The first of the famous witch trials, referred to as the Chelmsford trials was held in a secular English court in 1556, and involved a cat. The old and frail Elizabeth Francis was accused of and confessed to practicing witchcraft in Chelmsford, Essex. Elizabeth was the descendant of a witch, her grandmother, and had been instructed in the black arts from the age of 12. Her grandmother had also given her a white spotted cat named Satan, who ate bread and milk and occasionally begged for droplets of Elizabeth’s blood as a reward for doing her bidding. At first Elizabeth only desired wealth and asked her cat to give her sheep, which he did. Unfortunately for Elizabeth, these ill gotten sheep soon all died and left her as poor as she had been before. Then she asked her familiar Satan to make Andrew Byles, a rather well-to-do man, marry her. The cat demanded that she let Byles have his way with her first, and after so doing, he refused to marry her. Much angered, she begged the cat to take away all his wealth and kill him, and this Satan did. Again she asked for a husband and the cat granted her a marriage with a not so wealthy man with whom she had a baby girl. Unhappy in her marriage and with her baby daughter, she asked Satan to kill the helpless girl. This was done, and the daughter died at 6 months of age. Next, according to Elizabeth’s wishes, her husband then became lame after the cat was said to have lain in his shoes and turned into a toad.

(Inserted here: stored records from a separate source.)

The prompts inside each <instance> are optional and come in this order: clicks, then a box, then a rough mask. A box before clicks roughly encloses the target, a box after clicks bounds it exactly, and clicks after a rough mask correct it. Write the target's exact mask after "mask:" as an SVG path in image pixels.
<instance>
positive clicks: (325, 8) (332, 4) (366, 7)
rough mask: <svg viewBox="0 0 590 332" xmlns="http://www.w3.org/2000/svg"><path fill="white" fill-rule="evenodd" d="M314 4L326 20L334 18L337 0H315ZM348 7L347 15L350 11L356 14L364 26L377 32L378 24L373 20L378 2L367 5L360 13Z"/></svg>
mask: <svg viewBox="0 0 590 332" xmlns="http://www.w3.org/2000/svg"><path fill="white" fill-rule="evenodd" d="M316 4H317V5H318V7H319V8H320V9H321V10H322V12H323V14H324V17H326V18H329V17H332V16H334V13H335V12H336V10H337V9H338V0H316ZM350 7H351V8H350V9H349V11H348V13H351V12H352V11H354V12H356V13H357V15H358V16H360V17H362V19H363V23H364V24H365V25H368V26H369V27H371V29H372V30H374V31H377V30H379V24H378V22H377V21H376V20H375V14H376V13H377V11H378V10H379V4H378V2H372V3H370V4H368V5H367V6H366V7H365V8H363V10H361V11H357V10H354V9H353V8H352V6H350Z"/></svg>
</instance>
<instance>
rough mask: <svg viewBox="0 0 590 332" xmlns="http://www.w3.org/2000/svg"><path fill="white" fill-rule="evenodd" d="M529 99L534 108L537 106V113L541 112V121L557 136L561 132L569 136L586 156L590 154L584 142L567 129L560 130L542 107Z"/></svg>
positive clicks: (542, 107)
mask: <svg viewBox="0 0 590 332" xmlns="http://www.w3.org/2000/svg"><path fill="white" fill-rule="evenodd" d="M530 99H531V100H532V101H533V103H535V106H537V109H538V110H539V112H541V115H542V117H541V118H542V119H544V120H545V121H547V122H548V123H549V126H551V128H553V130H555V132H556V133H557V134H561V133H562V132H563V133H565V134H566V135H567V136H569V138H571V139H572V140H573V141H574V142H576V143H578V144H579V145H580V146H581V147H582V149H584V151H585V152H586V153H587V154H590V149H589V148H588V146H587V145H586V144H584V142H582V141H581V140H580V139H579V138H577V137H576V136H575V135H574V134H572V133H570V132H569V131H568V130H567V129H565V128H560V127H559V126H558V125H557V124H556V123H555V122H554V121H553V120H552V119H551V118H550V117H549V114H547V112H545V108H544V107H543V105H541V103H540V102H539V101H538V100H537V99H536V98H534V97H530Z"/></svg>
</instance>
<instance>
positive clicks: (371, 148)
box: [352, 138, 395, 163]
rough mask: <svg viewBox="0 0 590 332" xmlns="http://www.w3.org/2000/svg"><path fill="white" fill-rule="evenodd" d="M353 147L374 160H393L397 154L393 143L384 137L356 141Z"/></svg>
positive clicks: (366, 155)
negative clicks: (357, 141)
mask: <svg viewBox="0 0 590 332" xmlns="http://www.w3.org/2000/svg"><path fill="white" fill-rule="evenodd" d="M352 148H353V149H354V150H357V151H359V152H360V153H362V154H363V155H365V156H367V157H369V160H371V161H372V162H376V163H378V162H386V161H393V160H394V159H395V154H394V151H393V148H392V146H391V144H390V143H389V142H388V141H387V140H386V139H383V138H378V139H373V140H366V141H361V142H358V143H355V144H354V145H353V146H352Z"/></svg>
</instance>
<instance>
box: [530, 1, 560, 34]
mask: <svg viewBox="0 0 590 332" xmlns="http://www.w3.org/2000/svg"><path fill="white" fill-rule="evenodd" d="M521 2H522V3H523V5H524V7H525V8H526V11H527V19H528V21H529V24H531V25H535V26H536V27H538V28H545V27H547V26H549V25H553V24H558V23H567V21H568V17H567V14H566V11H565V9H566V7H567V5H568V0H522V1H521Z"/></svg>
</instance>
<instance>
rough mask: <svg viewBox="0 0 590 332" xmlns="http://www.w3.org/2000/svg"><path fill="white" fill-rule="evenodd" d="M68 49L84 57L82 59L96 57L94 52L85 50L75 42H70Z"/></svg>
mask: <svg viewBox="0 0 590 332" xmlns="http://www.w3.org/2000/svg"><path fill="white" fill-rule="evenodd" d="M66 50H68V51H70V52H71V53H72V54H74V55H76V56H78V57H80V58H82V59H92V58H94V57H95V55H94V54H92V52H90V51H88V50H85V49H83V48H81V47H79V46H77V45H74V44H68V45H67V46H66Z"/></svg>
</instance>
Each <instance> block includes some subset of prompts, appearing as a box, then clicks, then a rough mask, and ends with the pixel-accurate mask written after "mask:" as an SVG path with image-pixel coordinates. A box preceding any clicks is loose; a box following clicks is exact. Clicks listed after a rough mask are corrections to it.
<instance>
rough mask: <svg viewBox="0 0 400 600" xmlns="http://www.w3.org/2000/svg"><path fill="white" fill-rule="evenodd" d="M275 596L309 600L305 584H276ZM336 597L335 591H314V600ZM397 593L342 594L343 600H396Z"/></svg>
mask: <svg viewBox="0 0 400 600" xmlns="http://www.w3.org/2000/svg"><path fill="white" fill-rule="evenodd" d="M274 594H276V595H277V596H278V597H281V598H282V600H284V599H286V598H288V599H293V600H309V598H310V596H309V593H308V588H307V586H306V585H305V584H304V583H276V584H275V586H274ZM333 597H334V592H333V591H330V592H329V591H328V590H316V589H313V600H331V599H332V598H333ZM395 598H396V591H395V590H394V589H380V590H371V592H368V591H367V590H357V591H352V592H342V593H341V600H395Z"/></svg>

After keeping Satan for nearly 15 years, she gave him to Agnes Waterhouse, also known as Mother Waterhouse, who was 64 years old at the time. Agnes was the first woman to be executed for witchcraft because she had been accused of causing the death of William Fynne and of also causing the deaths of many of her neighbors’ livestock through the powers of her familiar, Satan, the cat. Agnes was eventually hanged in 1566 as was Elizabeth in 1579. Elizabeth had been continually in and out of jail for almost ten years until she was finally charged with causing the death of Alice Poole through the use of witchcraft in 1578.
Both executions took place after Queen Elizabeth I implemented a new stricter Witchcraft Act in 1563. The Queen, by no means a cat lover, had great numbers of the abused animals stuffed into an effigy of the pope and burned for entertainment at her coronation ceremony.